In a tweet that was later deleted, Mac tweeted the following: “the end of so it goes is so beautiful man, I told jon brion to play the ascension into heaven and he nailed it.”
This album is incredibly good. It’s so good that I totally missed Travis Scott’s “ASTROWORLD,” which released on the same day and actually have yet to listen to the entire thing. Here’s hoping it wins a Grammy.
- Key Tracks:
- Self Care
2. Oxnard – Anderson .Paak
The latest album by California artist Anderson .Paak is a glossy, sunkissed, 56-minute record that brings his subgenre of funk-rap to the mainstream once again.
“Oxnard” is a star-studded affair, featuring appearances by many of hip-hop’s finest including Kendrick Lamar, Snoop Dogg, J. Cole and Dr. Dre who also has production credits on a few tracks.
Paak gets political on the track “6 Summers,” when he attacks the Trump administration’s handling of gun violence in America, but doesn’t overstay its welcome playing the political themes off of typical rap braggadocio.
“This shit gon’ bang for at least six summers
But ain’t shit gon’ change for at least three summers.” – 6 Summers
As odd as it seems, the biggest fault of this album is when it was released. Oxnard’s November 16th release date does not fit the atmosphere the album creates. Listening to it gives me the atmosphere of walking down a boardwalk in California, the Pacific Ocean in view. Not, you know, November.
- Key Tracks:
- Cheers (ft. Q-Tip)
- 6 Summers
- Tints (ft. Kendrick Lamar)
1. For Ever – Jungle
Describing the English group Jungle to those who don’t already know of them is something I struggle with. They’re sort of funk, sort of neo-soul, sort of electronic. Whatever they are, its really good.
Opening with the track “Smile,” which you may recognize from the latest wave of Uber commercials with a pounding drum rhythm, an infectious bass line and falsetto lyrics. It kicks the album off perfectly.

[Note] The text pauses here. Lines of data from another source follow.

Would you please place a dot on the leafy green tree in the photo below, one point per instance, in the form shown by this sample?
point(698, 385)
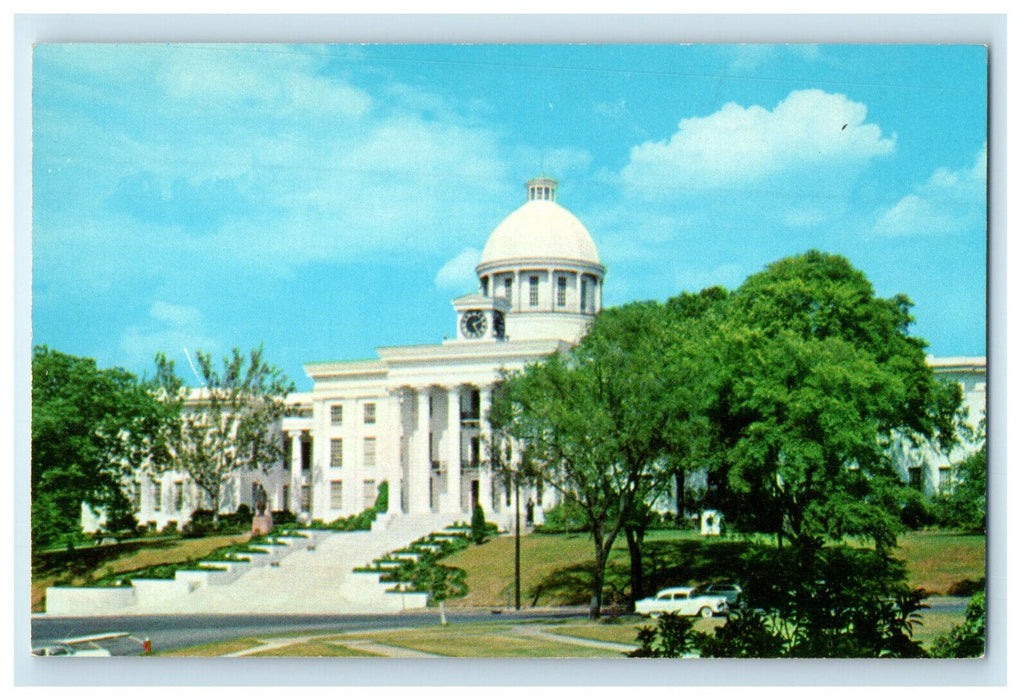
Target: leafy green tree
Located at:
point(815, 376)
point(227, 425)
point(587, 424)
point(843, 603)
point(92, 429)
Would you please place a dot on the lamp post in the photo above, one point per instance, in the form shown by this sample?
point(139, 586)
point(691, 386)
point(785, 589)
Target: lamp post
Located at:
point(517, 545)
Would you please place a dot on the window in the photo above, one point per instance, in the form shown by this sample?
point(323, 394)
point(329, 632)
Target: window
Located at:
point(914, 477)
point(370, 493)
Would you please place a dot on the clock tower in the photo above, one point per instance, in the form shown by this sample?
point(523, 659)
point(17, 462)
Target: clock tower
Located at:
point(480, 318)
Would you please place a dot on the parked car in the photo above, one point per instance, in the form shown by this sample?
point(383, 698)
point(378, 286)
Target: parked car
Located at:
point(683, 600)
point(731, 592)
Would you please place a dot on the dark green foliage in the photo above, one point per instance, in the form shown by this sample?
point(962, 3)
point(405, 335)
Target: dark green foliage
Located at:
point(672, 638)
point(478, 528)
point(836, 602)
point(564, 517)
point(428, 576)
point(965, 640)
point(812, 376)
point(92, 429)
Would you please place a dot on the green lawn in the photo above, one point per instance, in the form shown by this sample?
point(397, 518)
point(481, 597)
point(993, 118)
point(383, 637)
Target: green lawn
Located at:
point(556, 568)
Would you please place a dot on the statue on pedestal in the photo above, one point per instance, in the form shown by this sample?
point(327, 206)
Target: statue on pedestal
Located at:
point(262, 513)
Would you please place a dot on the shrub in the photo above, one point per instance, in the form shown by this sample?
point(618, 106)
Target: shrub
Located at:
point(565, 517)
point(967, 639)
point(283, 517)
point(478, 527)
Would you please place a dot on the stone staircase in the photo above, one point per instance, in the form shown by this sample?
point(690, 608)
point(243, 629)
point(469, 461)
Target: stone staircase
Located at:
point(318, 580)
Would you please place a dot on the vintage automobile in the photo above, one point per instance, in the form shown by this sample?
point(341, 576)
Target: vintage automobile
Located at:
point(731, 592)
point(683, 600)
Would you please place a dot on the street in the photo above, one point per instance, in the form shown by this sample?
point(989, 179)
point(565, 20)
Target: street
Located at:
point(175, 631)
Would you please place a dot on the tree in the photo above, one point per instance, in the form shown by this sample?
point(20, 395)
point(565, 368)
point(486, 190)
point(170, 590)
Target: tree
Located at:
point(587, 424)
point(227, 425)
point(815, 376)
point(92, 429)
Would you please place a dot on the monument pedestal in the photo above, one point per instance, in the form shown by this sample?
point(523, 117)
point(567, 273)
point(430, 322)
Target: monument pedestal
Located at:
point(261, 524)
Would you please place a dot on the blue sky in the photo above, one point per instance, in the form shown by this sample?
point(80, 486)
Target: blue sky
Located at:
point(328, 199)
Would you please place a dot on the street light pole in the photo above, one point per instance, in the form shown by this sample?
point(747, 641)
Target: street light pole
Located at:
point(517, 545)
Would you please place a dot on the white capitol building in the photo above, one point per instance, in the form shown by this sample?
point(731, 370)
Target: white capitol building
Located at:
point(414, 416)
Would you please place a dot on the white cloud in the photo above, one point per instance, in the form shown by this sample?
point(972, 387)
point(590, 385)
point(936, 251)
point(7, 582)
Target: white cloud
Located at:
point(460, 270)
point(172, 330)
point(948, 203)
point(808, 132)
point(729, 275)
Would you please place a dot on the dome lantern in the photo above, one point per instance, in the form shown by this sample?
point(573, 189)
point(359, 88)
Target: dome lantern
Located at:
point(542, 188)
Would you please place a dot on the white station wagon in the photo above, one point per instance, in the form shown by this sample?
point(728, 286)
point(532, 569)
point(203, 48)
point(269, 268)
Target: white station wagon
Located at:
point(683, 600)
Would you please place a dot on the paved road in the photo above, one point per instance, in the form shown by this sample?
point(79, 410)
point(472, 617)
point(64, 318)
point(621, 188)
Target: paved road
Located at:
point(175, 631)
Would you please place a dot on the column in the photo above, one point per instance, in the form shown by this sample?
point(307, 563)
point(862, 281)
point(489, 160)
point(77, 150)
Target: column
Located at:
point(420, 466)
point(485, 467)
point(295, 471)
point(392, 436)
point(452, 503)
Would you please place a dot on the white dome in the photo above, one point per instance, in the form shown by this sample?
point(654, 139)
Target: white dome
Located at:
point(540, 229)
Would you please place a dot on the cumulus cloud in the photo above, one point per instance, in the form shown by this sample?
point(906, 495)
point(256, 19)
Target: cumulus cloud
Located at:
point(948, 203)
point(170, 329)
point(460, 270)
point(808, 132)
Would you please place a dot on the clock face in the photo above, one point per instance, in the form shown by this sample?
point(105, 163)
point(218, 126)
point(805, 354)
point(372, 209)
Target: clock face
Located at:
point(473, 324)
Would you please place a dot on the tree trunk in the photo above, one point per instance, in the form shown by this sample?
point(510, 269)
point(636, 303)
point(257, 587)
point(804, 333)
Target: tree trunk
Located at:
point(596, 602)
point(680, 494)
point(634, 537)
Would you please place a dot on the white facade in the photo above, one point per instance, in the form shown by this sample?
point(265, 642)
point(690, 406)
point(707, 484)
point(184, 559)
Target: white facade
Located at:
point(414, 416)
point(925, 467)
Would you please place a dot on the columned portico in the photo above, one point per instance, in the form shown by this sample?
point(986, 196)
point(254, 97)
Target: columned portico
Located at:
point(420, 461)
point(450, 503)
point(484, 470)
point(395, 438)
point(295, 470)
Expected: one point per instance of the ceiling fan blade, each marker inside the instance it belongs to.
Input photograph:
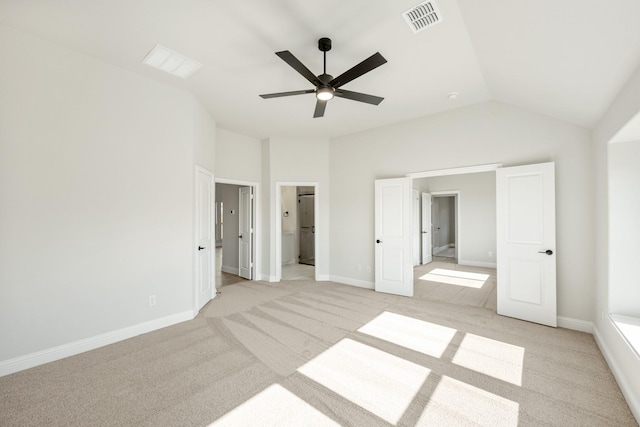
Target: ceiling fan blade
(295, 63)
(320, 107)
(372, 62)
(357, 96)
(280, 94)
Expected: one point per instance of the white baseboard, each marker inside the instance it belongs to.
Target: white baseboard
(60, 352)
(575, 324)
(477, 263)
(230, 270)
(619, 373)
(353, 282)
(440, 249)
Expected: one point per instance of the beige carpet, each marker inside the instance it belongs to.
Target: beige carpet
(302, 353)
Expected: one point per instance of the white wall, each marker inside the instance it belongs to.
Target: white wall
(238, 157)
(204, 137)
(96, 189)
(297, 160)
(481, 134)
(624, 228)
(476, 213)
(229, 195)
(623, 362)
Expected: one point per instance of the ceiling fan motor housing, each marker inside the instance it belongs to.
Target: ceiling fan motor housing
(324, 44)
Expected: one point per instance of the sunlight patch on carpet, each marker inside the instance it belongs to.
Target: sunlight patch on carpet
(427, 338)
(458, 278)
(490, 357)
(455, 403)
(274, 406)
(373, 379)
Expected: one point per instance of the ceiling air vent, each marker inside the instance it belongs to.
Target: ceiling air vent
(422, 16)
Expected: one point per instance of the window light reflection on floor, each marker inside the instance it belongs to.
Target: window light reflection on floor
(418, 335)
(458, 278)
(373, 379)
(490, 357)
(456, 403)
(274, 406)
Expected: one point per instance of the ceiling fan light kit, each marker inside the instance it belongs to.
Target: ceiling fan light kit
(326, 86)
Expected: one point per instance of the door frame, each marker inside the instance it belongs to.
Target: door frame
(256, 250)
(456, 197)
(196, 213)
(278, 225)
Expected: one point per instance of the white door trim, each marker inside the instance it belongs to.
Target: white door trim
(278, 225)
(257, 245)
(455, 171)
(197, 304)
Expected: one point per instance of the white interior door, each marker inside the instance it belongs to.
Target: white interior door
(245, 236)
(427, 256)
(393, 254)
(204, 237)
(526, 256)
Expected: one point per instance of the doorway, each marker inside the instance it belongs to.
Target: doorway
(444, 226)
(235, 228)
(296, 231)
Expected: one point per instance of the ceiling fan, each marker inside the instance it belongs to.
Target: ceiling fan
(326, 86)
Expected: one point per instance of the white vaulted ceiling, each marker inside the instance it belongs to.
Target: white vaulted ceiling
(565, 59)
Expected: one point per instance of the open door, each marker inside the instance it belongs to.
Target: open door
(393, 254)
(427, 250)
(245, 236)
(204, 237)
(526, 241)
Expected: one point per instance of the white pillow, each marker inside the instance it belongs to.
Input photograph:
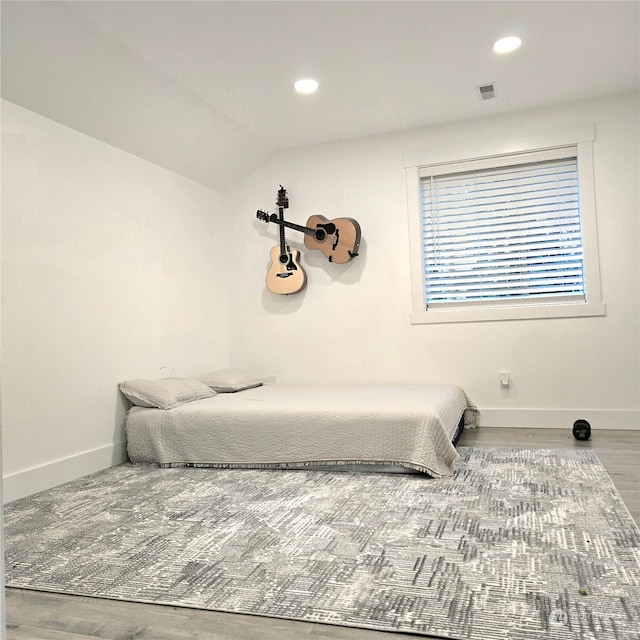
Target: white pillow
(165, 393)
(230, 380)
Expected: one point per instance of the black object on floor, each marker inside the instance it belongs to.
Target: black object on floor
(581, 430)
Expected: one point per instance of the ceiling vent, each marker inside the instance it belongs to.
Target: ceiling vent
(487, 91)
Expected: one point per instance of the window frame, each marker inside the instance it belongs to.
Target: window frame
(483, 152)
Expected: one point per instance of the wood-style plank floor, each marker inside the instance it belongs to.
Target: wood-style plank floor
(36, 615)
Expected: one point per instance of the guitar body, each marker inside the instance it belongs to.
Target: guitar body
(285, 274)
(338, 239)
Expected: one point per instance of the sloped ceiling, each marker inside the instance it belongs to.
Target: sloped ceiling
(204, 88)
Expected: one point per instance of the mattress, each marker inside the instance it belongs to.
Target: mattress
(411, 426)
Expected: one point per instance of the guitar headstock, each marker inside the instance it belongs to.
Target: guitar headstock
(283, 201)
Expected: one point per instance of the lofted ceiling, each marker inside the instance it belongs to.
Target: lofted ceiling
(205, 88)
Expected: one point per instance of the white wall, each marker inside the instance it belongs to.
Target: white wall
(112, 268)
(352, 323)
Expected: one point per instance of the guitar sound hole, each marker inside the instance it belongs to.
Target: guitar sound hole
(329, 228)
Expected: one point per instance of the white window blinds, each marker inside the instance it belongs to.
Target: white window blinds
(502, 235)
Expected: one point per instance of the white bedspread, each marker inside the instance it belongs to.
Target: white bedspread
(289, 425)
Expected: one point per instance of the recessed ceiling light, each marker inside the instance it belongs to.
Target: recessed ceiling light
(506, 45)
(306, 85)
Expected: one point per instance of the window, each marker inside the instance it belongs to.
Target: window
(509, 235)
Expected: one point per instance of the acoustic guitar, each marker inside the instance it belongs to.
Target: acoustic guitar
(285, 274)
(338, 239)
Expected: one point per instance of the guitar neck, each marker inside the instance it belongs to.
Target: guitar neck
(280, 219)
(290, 225)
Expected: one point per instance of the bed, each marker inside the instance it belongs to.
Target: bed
(387, 427)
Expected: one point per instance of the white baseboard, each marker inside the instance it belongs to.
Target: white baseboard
(559, 418)
(30, 481)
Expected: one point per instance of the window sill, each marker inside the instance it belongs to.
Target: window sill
(522, 312)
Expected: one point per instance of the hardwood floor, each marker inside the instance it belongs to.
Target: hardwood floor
(36, 615)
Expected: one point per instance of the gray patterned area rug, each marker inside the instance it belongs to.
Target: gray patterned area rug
(516, 544)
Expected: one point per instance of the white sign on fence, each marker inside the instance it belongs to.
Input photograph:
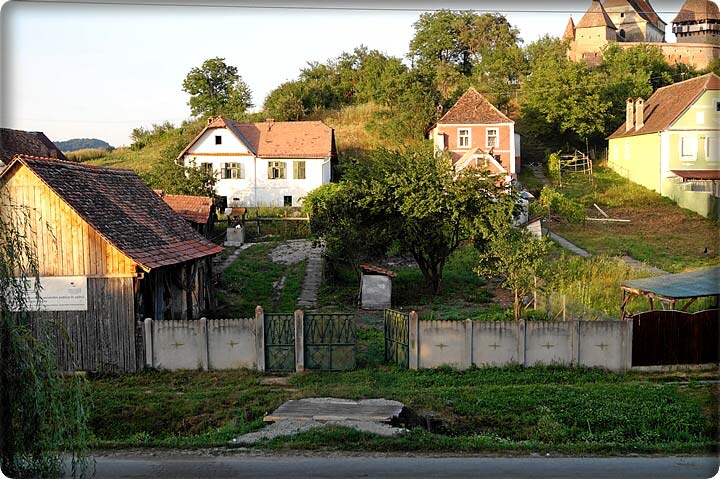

The group described the album as “A post-apocalyptic radio station playing break up songs,” and that description couldn’t be more fitting. A siren quietly blares at the beginning of the track “Happy Man” to create the atmosphere of a wasteland, and “House In LA” is a wistful embodiment of the band’s sentiment.
“Lost in L.A.
But you won’t care about that
Eyes full of rain
You be the sunshine and it’s alright now
I should’ve stayed
Woke up in the hope that it could feel my pain.”- House In LA
“For Ever” is another album with a “past meets future” feeling, even down to the vinyl marks on the album cover. Pitchfork describes the band perfectly in their review of the album. “They come about disco by way of Disclosure, Marvin Gaye by way of Pharrell, and Sly and the Family Stone by way of Portugal, The Man.” That’s where my agreements with their review end however, as their middling score for the album is nowhere near mine.
This is my album of the year. Point blank. I could go a lot more in depth on this, but I’m approaching a deadline. All I can say is just listen.